Why isn't Quarkus 2x faster than Spring on my machine?

A community member ran our Quarkus vs Spring CRUD benchmark on their bare-metal Fedora workstation and asked:

Why do I see only 1.19x instead of 2x?

Our perf-lab shows Quarkus at 2.08x Spring’s throughput, but locally the gap nearly disappears.

This post walks through the investigation that found the culprit.

The gap

The benchmark is a REST/CRUD application backed by PostgreSQL. The app runs on the host, PostgreSQL in a rootless podman container. Each HTTP request executes 2 SQL queries (confirmed via pg_stat_statements).
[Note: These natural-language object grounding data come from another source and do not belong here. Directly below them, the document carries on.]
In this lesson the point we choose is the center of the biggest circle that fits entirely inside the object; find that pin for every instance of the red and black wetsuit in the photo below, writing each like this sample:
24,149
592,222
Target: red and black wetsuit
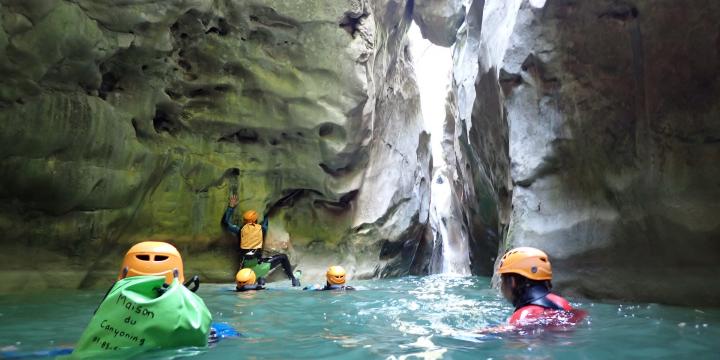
538,304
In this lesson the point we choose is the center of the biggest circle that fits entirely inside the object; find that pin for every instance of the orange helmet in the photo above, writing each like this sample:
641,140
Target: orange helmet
153,258
528,262
245,277
250,216
335,275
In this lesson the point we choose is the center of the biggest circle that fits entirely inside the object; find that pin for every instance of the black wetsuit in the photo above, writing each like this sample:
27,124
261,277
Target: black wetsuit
246,254
253,287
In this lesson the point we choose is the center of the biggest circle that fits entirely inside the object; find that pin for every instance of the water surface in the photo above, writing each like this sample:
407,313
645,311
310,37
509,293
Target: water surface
408,318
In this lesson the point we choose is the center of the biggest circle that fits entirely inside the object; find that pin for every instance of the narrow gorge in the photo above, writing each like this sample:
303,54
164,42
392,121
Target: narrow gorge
589,129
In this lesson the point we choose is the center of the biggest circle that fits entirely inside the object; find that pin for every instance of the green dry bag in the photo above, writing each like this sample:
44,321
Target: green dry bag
135,315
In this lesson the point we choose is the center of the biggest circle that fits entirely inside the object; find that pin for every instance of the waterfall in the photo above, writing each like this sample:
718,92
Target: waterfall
433,65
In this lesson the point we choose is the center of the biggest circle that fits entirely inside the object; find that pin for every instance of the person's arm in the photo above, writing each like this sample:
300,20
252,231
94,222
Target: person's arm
264,225
226,221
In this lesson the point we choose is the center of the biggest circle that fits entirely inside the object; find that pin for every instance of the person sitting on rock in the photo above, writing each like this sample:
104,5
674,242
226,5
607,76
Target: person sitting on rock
245,280
525,282
251,236
335,280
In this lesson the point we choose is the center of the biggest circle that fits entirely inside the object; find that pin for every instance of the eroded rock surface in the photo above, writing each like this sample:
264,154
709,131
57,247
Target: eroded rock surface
610,113
125,121
439,20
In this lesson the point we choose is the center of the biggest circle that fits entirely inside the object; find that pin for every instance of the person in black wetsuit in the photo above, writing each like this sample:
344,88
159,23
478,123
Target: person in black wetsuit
251,236
335,280
245,280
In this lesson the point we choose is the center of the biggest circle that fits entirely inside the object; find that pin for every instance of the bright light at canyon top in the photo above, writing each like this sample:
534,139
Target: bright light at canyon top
433,65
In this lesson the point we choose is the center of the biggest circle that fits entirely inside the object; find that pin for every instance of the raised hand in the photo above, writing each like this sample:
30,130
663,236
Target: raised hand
233,201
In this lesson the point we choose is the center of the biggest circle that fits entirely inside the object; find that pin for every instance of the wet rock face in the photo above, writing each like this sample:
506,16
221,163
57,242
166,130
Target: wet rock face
611,112
130,121
439,20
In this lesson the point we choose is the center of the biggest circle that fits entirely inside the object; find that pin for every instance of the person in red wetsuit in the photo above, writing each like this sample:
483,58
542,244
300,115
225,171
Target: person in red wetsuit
526,274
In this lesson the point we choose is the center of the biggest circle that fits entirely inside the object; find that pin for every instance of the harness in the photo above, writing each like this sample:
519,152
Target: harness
536,295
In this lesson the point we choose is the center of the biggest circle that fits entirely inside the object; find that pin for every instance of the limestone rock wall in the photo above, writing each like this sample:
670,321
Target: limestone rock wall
126,121
609,111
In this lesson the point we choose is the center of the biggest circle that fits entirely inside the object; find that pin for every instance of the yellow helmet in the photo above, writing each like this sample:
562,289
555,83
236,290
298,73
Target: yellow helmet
153,258
529,262
245,277
250,216
336,275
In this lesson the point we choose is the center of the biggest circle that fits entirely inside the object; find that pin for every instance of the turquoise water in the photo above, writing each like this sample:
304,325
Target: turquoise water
408,318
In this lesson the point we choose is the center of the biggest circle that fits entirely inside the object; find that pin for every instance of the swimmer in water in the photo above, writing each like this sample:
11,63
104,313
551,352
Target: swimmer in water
245,280
335,277
525,281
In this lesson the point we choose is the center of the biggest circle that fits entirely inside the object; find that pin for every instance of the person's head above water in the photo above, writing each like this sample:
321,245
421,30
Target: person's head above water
153,258
335,275
250,217
245,277
522,268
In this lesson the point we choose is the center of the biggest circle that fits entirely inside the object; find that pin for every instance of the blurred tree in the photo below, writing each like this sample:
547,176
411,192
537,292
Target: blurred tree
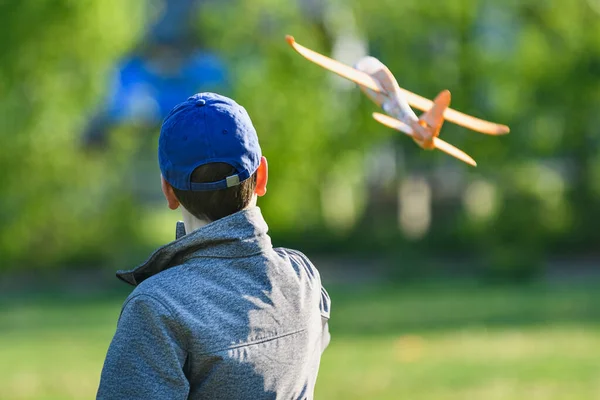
55,201
532,65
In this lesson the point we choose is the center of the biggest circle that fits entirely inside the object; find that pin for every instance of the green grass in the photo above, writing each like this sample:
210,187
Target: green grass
448,342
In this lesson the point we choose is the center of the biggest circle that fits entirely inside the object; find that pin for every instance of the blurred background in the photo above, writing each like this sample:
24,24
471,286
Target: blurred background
447,282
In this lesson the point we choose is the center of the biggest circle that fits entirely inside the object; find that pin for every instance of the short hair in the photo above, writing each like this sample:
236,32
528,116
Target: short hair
216,204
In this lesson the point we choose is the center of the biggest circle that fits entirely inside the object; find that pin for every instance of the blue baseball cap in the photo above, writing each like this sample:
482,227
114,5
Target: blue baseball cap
207,128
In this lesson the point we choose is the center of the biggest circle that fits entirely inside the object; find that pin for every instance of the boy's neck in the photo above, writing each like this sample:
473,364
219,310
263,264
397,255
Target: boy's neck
192,223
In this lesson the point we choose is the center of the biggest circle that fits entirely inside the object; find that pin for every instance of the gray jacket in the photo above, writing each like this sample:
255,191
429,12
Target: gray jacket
219,314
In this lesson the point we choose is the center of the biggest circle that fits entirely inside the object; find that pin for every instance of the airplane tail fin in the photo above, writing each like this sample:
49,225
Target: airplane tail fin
433,119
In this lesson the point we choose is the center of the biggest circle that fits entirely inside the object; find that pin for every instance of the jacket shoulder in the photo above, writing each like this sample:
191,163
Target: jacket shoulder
300,260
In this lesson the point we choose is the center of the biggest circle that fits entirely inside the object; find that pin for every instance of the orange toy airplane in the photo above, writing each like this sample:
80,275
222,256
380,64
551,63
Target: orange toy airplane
379,84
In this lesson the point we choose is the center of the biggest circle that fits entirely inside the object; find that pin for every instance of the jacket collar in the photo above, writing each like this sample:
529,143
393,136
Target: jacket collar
238,235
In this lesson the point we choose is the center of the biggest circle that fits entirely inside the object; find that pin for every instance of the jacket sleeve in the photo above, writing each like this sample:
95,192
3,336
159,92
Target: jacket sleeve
145,359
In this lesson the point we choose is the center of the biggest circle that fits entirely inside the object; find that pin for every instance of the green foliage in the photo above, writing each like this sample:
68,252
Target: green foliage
55,201
531,65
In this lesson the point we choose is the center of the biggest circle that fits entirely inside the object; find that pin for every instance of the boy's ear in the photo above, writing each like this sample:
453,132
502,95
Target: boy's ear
169,194
262,176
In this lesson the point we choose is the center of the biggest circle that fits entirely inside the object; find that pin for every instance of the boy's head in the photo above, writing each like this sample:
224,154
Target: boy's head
209,157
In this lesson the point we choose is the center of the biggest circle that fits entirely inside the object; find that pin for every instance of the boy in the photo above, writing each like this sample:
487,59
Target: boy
218,313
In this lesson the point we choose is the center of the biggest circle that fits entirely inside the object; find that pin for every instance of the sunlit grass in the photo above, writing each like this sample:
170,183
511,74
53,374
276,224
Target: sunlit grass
387,343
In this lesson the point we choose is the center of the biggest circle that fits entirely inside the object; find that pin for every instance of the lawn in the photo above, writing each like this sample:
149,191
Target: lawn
433,342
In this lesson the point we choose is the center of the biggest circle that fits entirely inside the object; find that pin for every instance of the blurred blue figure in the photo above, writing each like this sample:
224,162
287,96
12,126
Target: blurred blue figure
151,81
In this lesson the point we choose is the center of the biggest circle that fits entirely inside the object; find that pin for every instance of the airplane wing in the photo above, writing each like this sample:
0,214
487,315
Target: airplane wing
335,66
413,99
457,117
437,142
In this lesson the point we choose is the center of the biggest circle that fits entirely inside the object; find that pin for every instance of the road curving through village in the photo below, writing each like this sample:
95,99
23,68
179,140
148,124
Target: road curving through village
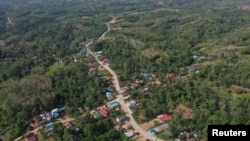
120,97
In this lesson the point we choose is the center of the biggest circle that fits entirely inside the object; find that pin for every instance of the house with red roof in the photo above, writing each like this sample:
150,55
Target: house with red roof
104,112
164,117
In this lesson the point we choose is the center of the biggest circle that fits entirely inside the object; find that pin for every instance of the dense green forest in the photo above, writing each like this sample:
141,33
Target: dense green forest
157,36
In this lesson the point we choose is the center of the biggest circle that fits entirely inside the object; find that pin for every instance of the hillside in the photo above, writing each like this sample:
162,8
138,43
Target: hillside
198,52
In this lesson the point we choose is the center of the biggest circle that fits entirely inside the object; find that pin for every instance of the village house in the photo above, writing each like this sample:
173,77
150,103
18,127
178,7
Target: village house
170,74
164,117
72,126
104,112
191,69
55,113
113,104
37,119
146,74
129,134
97,115
49,127
46,116
106,61
121,119
83,51
2,44
125,91
159,128
132,104
80,109
31,137
109,95
92,69
110,88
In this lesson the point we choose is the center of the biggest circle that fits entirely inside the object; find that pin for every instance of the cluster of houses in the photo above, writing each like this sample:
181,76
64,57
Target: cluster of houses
45,117
102,112
147,74
163,119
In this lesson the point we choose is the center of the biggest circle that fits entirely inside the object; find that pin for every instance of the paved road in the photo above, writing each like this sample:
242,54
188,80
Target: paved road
120,98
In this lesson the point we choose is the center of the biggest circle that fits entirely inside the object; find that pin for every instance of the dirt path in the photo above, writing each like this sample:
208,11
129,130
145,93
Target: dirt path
120,98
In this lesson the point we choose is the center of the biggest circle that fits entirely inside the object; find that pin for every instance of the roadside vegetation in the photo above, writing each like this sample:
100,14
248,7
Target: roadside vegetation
154,36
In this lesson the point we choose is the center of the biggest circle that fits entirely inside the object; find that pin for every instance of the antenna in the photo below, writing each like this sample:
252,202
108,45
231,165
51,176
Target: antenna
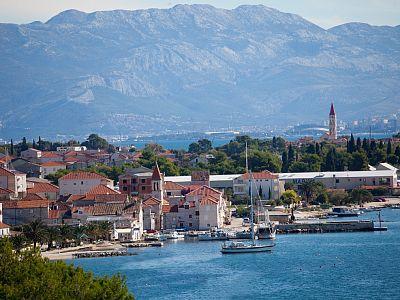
247,162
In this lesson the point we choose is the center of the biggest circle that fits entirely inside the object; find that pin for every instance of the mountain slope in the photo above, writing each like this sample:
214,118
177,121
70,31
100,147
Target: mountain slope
190,67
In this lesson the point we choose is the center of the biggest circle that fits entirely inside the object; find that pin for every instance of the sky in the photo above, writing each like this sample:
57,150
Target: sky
321,12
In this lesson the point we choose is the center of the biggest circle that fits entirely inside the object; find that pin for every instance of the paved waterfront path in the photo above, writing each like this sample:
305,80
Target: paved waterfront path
359,265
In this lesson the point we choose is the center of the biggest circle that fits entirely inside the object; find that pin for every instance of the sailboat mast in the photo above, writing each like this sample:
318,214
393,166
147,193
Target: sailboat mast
251,208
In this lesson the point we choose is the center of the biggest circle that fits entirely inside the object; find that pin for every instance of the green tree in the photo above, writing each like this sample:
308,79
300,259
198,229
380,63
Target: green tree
358,161
290,197
360,196
35,232
24,144
95,142
310,188
26,275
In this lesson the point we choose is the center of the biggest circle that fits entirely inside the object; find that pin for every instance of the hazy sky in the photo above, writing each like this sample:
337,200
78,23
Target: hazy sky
322,12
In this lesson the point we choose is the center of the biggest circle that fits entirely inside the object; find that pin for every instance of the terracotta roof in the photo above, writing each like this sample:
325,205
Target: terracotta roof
151,201
49,154
52,164
174,208
173,186
111,198
32,196
260,175
156,173
43,187
3,225
209,200
5,172
5,191
103,210
56,214
82,175
102,189
204,190
25,204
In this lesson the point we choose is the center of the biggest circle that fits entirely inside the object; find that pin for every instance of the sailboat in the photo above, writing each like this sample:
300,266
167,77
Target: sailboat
243,247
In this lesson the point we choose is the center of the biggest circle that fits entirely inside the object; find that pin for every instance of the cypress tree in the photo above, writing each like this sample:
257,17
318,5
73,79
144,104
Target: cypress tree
12,147
389,148
358,144
24,145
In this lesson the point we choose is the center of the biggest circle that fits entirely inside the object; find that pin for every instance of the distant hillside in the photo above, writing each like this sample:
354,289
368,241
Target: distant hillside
188,67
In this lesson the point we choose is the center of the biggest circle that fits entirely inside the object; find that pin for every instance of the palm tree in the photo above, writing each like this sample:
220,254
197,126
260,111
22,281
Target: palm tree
309,189
53,235
35,232
19,242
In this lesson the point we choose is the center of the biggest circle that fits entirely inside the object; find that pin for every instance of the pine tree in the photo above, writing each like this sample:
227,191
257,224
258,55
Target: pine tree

Throughput comparison: Local vs Perf-lab

Spring delivers roughly the same throughput in both environments. Quarkus swings from 15.5K to 24.5K TPS — it is being held back locally. Something in the local environment is capping Quarkus but not Spring.

mpstat: where is the CPU going?

The benchmark collects mpstat data during every run — per-CPU utilization split into %usr (application code), %sys (kernel), %soft (softirq, mainly network packet processing), and %idle. This is part of our active benchmarking practice: observing the system while it runs, not just collecting final TPS numbers.

Both environments run Quarkus at 2.3GHz with the same workload and CPU pinning. The mpstat profiles could not be more different:

Environment	%usr	%sys	%soft	%idle
Local (Fedora, 15,504 TPS)	39-50%	34-41%	9-17%	3-5%
Perf-lab (RHEL, 24,472 TPS)	87-94%	5-11%	0-2%	0%

%usr is time running application code. %sys is time in the kernel. On perf-lab, over 85% of CPU goes to the application. Locally, nearly half goes to the kernel. Same application, same clock speed, same workload: locally, a significant fraction of CPU time is spent in the kernel rather than in application code.

Where is the kernel time going?

A differential flamegraph of the JFR CPU profiles (collected via async-profiler) from the perf-lab and local Quarkus runs shows exactly where the extra kernel time is spent:

Differential flamegraph: perf-lab vs local

Red frames appear more in the local run; blue frames appear more on the perf-lab. The brightest red hotspots are kernel spin locks (_raw_spin_unlock_irqrestore), nftables firewall evaluation (nft_do_chain, nft_meta_get_eval), and TCP packet processing (tcp_clean_rtx_queue, skb_defer_free_flush). The blue band at the bottom is application code that gets more CPU on the perf-lab — because the kernel isn’t eating it. The local kernel is spending cycles on network packet processing and firewall rules that the perf-lab doesn’t need.

The brightest red frame — _raw_spin_unlock_irqrestore — is worth a closer look. The stack trace shows it’s triggered by Agroal (Quarkus’s connection pool) returning a JDBC connection after a query: ConnectionPool.returnConnectionHandler → LinkedTransferQueue.tryTransfer → LockSupport.unpark → kernel futex_wake → try_to_wake_up → spin lock. If network round-trips are slower, JDBC connections are held longer and more threads pile up waiting for a free connection. Every connection return triggers a futex_wake to unpark a waiter — the higher the network latency, the more waiters accumulate, and the more kernel time is spent waking them.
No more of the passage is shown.